Mein Leben. Unsere bevorstehende Hochzeit. Ich konnte es nicht ertragen, daran zu denken.

Zum Glück schien mein Verstand in seiner Gegenwart sowieso nicht zu funktionieren.

Seine Präsenz erfüllte den Raum, drückte gegen die Wände und vertrieb die Luft, sodass ich kaum atmen konnte. Ich war noch nie so froh, dass keine Worte von mir erwartet wurden. „Es ist mir eine Freude, Sie kennenzulernen, Noemi. Kann ich Ihnen etwas Wein bringen?“, fragte Conner kühl, als wäre dies sein Haus und ich der Gast. Ich stellte mir vor, er fühlte sich überall zu Hause, wo er sich herabließ, weil er es für richtig hielt. Seine Präsenz war so gebieterisch, dass ich mir nicht sicher war, ob ihm selbst ein Hurrikan aus Angst vor seinem Zorn ein Haar krümmen würde. Ich nickte. Mein Blick blieb an der schwarzen Tinte auf seinem linken Handrücken hängen.

Im Café war es mir nicht aufgefallen. Eine Rose. Sie ragte bis unter den Ärmel seines teuren Anzugs, und ich fragte mich unwillkürlich, wie viel von seinem Körper darunter ähnlich gezeichnet war.

Ich nippte an meinem Wein, plötzlich ausgetrocknet. Conner und mein Vater unterhielten sich ungezwungen und überließen mich meinen Gedanken.

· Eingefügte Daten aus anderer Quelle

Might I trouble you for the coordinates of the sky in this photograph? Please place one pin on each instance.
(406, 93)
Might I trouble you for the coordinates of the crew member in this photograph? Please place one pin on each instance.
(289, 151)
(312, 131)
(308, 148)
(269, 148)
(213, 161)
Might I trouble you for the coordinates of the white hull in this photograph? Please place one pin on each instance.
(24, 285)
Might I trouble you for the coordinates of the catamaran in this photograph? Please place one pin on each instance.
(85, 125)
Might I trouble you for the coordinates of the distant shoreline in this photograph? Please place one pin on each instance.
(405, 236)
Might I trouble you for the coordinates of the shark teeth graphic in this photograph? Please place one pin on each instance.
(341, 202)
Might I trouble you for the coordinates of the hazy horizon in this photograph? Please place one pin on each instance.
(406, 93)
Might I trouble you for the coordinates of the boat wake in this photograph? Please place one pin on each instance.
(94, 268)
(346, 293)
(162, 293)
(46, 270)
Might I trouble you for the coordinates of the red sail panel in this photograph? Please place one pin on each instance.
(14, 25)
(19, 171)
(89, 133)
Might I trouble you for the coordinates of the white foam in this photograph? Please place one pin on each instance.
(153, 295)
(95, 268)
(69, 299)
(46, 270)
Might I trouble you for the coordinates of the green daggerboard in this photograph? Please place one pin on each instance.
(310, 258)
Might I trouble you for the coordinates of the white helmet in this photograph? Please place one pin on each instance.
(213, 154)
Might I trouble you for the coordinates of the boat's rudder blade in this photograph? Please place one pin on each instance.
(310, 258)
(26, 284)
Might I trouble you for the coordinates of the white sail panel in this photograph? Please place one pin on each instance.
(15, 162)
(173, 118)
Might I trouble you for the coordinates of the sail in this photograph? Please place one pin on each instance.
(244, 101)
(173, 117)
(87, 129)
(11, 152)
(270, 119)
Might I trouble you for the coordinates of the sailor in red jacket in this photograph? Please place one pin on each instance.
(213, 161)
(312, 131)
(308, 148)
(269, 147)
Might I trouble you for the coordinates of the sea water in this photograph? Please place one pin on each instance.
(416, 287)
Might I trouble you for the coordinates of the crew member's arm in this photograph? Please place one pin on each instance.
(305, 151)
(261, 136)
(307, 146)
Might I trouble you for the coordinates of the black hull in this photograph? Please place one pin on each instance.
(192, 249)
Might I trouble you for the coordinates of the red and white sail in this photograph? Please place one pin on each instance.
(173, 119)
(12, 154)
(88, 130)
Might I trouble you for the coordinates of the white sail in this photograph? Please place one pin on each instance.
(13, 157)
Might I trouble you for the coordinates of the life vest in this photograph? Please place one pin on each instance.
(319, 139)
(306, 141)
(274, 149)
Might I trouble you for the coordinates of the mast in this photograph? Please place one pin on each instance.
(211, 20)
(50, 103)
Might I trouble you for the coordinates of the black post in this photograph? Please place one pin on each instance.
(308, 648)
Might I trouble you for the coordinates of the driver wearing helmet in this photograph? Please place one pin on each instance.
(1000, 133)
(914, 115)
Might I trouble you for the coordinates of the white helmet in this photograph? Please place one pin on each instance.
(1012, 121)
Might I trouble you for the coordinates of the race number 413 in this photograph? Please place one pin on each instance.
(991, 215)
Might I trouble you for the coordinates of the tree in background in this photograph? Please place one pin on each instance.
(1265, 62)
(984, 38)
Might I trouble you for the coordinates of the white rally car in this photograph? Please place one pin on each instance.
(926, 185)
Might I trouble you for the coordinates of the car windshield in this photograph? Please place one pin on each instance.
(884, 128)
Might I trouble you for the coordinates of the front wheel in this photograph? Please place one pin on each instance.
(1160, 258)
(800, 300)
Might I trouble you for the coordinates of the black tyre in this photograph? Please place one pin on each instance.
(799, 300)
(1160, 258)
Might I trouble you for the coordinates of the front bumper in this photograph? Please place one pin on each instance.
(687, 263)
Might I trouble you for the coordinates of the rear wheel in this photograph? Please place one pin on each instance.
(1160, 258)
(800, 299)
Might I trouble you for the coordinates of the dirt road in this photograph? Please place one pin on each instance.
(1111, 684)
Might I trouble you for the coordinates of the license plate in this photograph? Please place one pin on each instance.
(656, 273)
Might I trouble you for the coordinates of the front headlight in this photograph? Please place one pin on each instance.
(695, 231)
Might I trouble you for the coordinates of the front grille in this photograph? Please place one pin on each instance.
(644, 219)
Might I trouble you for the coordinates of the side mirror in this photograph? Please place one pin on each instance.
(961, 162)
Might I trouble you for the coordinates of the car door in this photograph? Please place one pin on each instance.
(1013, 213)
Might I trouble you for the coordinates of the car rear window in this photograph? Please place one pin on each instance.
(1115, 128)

Dass es schwierig war, mich in ein Gespräch einzubeziehen, machte es verständlich, vor allem, wenn man bedachte, dass Männer wie diese Frauen ohnehin selten in ihre Affären einbezogen. Ich fragte mich: Wenn dieser Mann wusste, dass ich nicht sprach, warum hatte er mich dann ausgewählt? Oder war das der Sinn der Sache? Ihm gefiel die Vorstellung einer schweigsamen Ehefrau. Würde ich einem Mann in die Hände fallen, der noch unterdrückender war als mein Vater? Was würde passieren, wenn er nach unserer Hochzeit herausfände, dass ich sprechen konnte? Müsste ich für immer schweigen, um mich zu schützen? Mein Herz raste wie ein olympischer Sprint, und mir schwirrte der Kopf.

Conner sprach mit meinem Vater, aber ich konnte nur den hypnotischen Unterton seiner tiefen Stimme hören, weil meine Ohren so laut klingelten. Dann legte sich eine feste Hand langsam auf mein wippendes Knie und zwang mich zur Ruhe.